Hello,

I want to design a battery simulator circuit to test my board. My board connects to a single cell li-on battery, 3.8V 2400mAH and it has a wireless charger circuit with up to 400mAH charge.

The battery simulator needs to provide up to 1A to the board and to be "charged" at 400mA.

The PS is 3.45V and 1A.
The board is working but nothing seems to "charge".

Thank you for the answers.

 

Hi Big,
Welcome to AAC.
Checking your circuit, it shows that the C2 470uF capacitor would charge up to 3.45V almost instantly???

E

 

Hi Big,
Welcome to AAC.
Checking your circuit, it shows that the C2 470uF capacitor would charge up to 3.45V almost instantly???

E

Hi eric,
thank you for your answer.
how does affect my charging function or its affect all the circuit?

because my board turn on when i power it and its even pass all the test (its a jig) except charging test

 

hi Big,
If the battery is Lithium say 3.7V, a 3.4V 1A PSU will not charge the battery.
This LTSpice shows the results, using a 4.7V charge voltage
E

 

hi Big,
If the battery is Lithium say 3.7V, a 3.4V 1A PSU will not charge the battery.
This LTSpice shows the results, using a 4.7V charge voltage
E
View attachment 340801

hi eric.
thank you for your reply.

maybe i didn't understand your answer, but i don't try to charge a real battery, the diodes suppose to to act like a battery and "charge" and then from the board under test i will measure the current of the charging.

when i measure the diodes in discharge mode the voltage is ~3.4v and in charge mode it suppose to up to ~3.9v (i measure it from a working jig, but i cant copy it without break it)

 

Hi Big,
I am not sure if I fully understand your explanation.

This plot shows the response of the diode network.
Note the diode plot of Vforward drop of the 1N4007 graph

E

 

Diodes have an intrinsic forward voltage drop, they do not act like resistors.
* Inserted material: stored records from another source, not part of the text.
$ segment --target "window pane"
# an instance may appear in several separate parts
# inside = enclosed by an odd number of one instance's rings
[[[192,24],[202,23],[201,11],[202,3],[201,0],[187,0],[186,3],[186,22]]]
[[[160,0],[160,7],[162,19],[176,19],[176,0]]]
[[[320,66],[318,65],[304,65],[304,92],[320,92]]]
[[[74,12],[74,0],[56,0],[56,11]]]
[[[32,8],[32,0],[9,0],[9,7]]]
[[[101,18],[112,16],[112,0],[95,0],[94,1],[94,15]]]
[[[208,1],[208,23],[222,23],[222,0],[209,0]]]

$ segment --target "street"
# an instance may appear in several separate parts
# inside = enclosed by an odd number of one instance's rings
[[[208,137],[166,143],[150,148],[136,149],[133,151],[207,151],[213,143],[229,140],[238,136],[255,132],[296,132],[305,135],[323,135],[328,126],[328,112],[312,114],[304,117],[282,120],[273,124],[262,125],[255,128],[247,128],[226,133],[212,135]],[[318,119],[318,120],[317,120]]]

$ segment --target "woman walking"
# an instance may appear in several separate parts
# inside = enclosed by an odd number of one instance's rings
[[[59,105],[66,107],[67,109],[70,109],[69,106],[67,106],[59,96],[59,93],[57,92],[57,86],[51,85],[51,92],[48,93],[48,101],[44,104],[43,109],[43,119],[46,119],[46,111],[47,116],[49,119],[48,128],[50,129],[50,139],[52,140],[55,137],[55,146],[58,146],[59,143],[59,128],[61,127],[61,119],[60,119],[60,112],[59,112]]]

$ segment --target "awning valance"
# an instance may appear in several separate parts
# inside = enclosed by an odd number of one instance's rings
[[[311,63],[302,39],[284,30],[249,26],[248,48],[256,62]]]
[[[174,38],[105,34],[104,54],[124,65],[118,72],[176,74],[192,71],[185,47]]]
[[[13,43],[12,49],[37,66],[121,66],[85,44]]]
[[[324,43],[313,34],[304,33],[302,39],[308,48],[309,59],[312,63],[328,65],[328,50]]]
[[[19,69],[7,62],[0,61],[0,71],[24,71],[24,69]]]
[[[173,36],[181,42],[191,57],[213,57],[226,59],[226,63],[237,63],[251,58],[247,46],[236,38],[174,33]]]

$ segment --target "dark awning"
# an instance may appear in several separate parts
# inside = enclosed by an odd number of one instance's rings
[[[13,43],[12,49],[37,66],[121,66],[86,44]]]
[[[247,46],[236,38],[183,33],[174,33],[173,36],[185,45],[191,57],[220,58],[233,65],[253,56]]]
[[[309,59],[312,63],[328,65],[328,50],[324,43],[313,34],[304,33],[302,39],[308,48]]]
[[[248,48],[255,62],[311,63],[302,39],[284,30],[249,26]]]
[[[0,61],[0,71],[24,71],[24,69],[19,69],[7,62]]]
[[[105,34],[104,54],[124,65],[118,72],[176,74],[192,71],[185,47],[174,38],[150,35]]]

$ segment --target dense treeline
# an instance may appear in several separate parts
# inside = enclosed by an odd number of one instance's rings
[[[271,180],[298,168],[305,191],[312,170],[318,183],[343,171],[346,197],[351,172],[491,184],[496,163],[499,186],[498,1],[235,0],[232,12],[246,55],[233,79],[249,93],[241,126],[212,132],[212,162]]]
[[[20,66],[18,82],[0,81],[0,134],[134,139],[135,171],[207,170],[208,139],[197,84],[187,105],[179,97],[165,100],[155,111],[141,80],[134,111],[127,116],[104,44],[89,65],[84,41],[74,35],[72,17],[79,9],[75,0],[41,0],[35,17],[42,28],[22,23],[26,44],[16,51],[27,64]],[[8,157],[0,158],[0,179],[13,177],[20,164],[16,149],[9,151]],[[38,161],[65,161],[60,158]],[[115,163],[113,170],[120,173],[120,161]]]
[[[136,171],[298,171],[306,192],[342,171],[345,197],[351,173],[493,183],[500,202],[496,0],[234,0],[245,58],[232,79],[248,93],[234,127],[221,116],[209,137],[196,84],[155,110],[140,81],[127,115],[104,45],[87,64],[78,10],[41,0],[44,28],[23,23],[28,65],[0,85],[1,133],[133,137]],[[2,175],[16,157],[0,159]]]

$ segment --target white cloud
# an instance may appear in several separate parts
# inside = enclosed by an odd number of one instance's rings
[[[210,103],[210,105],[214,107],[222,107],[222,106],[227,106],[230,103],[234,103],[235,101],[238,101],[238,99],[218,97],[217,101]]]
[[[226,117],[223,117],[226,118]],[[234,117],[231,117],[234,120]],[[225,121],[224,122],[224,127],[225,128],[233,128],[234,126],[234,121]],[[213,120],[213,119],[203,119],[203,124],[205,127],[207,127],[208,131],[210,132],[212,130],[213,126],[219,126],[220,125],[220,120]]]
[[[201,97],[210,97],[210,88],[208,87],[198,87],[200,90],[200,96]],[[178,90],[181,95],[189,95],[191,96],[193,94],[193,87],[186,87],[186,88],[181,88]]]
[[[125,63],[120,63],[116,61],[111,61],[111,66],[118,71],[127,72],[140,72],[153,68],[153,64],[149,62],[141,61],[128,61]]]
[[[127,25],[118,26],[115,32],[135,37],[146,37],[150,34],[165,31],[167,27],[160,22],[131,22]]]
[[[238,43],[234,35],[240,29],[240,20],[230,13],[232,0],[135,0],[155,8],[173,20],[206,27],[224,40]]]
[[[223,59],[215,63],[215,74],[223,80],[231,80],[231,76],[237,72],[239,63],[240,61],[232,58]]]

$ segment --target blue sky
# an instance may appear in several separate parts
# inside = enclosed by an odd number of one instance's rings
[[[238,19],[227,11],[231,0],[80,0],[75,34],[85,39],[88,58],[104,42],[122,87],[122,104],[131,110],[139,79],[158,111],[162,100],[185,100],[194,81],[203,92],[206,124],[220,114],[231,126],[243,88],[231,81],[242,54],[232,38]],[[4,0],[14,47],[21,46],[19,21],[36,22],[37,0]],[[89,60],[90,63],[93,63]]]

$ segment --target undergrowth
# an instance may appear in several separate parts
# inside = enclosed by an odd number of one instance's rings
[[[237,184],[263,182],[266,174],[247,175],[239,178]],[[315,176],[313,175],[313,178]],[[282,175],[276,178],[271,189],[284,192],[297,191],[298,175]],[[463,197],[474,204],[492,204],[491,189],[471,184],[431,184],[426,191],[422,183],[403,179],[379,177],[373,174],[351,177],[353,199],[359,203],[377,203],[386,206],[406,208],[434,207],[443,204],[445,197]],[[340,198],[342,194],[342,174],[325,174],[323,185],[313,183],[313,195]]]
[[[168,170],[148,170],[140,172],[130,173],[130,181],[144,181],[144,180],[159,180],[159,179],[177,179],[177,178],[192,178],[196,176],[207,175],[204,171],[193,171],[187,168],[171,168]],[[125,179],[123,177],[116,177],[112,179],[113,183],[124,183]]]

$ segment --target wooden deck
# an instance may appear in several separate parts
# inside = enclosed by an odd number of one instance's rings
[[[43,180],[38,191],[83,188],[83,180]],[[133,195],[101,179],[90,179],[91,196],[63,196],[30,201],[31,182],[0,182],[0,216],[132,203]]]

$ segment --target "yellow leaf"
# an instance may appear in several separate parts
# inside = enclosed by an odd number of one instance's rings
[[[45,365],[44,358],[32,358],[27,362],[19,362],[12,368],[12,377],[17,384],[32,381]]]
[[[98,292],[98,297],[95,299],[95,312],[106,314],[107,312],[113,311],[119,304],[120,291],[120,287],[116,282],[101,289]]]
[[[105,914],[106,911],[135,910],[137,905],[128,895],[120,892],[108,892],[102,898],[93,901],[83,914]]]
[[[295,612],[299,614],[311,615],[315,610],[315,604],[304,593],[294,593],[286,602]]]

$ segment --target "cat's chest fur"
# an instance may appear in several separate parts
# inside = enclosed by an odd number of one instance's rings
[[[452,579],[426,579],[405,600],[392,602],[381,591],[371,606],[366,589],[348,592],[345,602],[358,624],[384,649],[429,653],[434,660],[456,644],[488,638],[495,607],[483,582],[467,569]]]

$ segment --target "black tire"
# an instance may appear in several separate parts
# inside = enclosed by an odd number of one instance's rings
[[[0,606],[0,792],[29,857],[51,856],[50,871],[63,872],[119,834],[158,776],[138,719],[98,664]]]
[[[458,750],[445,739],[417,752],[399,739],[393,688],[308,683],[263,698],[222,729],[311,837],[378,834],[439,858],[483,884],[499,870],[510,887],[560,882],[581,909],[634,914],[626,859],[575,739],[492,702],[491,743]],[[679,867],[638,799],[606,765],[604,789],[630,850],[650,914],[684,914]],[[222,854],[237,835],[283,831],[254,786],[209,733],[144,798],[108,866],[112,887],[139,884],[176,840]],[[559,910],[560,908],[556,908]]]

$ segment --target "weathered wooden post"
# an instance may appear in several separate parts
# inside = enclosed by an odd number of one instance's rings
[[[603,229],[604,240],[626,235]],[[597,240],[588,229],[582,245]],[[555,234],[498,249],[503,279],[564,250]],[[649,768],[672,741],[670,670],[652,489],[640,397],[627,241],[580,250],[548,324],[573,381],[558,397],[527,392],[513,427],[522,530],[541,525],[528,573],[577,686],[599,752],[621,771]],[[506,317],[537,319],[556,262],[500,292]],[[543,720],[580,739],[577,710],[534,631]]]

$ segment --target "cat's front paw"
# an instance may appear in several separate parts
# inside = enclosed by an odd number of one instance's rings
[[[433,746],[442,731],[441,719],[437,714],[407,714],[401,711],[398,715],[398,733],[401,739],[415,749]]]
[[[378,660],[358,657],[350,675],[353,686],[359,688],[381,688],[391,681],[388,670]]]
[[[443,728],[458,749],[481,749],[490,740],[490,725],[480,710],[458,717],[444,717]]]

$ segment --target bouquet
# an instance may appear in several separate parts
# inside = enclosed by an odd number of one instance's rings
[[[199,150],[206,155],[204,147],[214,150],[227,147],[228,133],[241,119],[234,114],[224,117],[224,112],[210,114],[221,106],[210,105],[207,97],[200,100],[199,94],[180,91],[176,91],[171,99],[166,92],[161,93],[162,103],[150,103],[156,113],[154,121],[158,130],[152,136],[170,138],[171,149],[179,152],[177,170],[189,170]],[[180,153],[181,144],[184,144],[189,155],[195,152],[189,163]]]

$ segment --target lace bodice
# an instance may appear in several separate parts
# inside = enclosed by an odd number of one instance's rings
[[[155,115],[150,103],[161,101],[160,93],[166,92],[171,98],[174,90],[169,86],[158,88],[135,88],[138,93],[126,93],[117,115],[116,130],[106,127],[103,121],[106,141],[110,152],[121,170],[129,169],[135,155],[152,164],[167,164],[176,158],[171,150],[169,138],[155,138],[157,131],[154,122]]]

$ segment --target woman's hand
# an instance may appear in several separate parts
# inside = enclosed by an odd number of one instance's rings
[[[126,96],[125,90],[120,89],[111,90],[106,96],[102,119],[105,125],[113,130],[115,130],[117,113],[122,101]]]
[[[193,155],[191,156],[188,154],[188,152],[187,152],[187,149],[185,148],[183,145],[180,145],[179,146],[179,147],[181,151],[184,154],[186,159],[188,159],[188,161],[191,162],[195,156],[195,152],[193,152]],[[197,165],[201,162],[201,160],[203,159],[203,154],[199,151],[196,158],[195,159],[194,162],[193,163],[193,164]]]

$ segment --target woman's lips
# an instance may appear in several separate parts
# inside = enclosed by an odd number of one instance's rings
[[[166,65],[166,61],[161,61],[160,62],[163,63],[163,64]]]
To simulate the current drawn by a charging battery you need a much different circuit, which will be a transistor with an op-amp controlling it to hold a constant voltage as it draws current. Functionally that will be a "shunt voltage regulator" circuit.

 

Diodes have an intrinsic forward voltage drop, they do not act like resistors.

Hi,
He is NOT using the diodes as resistors!
E

 

I want to design a battery simulator circuit to test my board.

I worker/worked for a company that has battery simulators. You don't have that kind of money.

For first order simulation: take a bench power supply, (hopefully one that is programmable) and add a very small resistor to act like the battery internal resistance.
Monitor Voltage and Amps using a micro/ laptop/ Raspberry Pi computer. The amount of charge is only a number in the computer.
For discharging start out with 2400 of charge. Use the battery discharge curve in the data sheet. So at 1200 of charge the voltage drops a little. As you approach 100 of charge the voltage is dropping fast.
For charging, pretend to add to the charge number and follow a curve back up.

The software can be slow. It should respond 100/sec but 1/minute will work.

I know this is not accurate but it is a start.

At first I used a bench supply and just turned the know by hand. AT 500mHa the voltage should be _______ fill in the blank.
I have a fraction of an ohm resistor box to make the internal resistance adjustable. Or use a 1 ohm power pot.

For testing "my board" I wanted to know will my board function with a fully charged battery while it is still being charged and will the board work at low voltage with internal resistance.

 

Hi,
He is NOT using the diodes as resistors!
E

It certainly LOOKS like the diodes are connected to draw current in response to an applied voltage. That seems a lot like a resistor's application. The fact that it is not a linear function is incidental at this point.
My understanding is that a battery charger is used to pump current into a battery against an opposing voltage, thus adding charge. Just like a diode, that function is rather non-linear. At least in my experience it is non-linear. I apply a voltage and very littler if any, current flows until the applied voltage exceeds the battery voltage, At that point the current rises in something sort of close to a linear manner, but still not really linearly. So the diodes are serving a bit like a load resistor, but not like a linear load resistor.

 

Hi,
The diodes represent the discharged 2.8V voltage condition of a Lion 3.7V battery in his simulation.

You should learn how to read and understand LTSpice simulation circuit plots.

E